More troubling for the other brewers (NB and Guinness), is AB Inbev’s possible gravitation towards price cuts as it sees ensuing margin improvements across its operations post-merger, according to analysts at CSL Research Limited.
“We particularly believe the ability of the AB Inbev’s newly-combined entity to absorb inflationary pressures will become stronger relative to rivals,” CSL Research analysts said.
“Post-merger of AB Inbev Nigerian operations, however, any price increases implemented by NB and/or Guinness could potentially cost them not just sales volume losses (caused by falling demand), but also market share losses to SAB Miller.”
AB Inbev’s well-diversified portfolio makes it easy for the brewer to consolidate its position in the market post-merger, BusinessDay market analysis show.
For instance, Trophy Larger Beer, produced by SAB Miller, is a premium brand in the South West while Hero, produced by Intafact, is increasingly making inroads in the South East.

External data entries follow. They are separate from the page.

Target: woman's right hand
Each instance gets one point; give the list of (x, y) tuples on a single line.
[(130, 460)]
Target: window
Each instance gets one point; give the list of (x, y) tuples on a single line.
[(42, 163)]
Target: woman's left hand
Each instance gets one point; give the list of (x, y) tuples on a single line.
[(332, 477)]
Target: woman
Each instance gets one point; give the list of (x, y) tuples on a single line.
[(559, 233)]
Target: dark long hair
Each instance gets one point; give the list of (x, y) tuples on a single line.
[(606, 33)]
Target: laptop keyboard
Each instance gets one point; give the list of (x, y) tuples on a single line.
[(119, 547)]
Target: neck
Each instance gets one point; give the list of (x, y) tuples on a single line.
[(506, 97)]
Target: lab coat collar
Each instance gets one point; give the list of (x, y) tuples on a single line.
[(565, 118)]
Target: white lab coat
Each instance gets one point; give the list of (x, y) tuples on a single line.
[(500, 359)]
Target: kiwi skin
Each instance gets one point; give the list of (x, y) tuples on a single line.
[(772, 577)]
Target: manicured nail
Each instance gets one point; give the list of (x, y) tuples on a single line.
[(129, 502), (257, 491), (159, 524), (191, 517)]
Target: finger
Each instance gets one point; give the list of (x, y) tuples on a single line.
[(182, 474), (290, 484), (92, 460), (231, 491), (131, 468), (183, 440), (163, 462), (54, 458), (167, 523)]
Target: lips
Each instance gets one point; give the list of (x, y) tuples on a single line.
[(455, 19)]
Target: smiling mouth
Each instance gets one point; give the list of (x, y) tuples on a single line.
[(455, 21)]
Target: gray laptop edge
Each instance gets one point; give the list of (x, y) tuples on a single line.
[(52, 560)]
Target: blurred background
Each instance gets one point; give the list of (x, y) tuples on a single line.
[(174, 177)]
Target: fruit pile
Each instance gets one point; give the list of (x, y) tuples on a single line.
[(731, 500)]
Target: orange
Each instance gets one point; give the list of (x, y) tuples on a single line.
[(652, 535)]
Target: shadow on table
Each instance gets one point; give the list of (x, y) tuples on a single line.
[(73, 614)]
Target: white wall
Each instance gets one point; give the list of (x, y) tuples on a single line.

International Breweries half year results for the September 2017 period, showed sales up 29.8 percent to N17.4 billion.
Olajumoke Okeowo team of research analysts at FBNQuest have been more positive on International Breweries Plc “because of the favorable segment (value segment) it operates in and its merger with Pabod and Intafact.”
Other brewers in the market are not just cooling off though as Nigerian Breweries (NB) the biggest beer-maker is said to be planning a new plant in Benin, while Guinness Nigeria Plc, the other major player is also looking to deepen competition in the sector following its strategy to build a total beverage portfolio, and the recent completion of its £12 million mainstream spirits plant in Benin.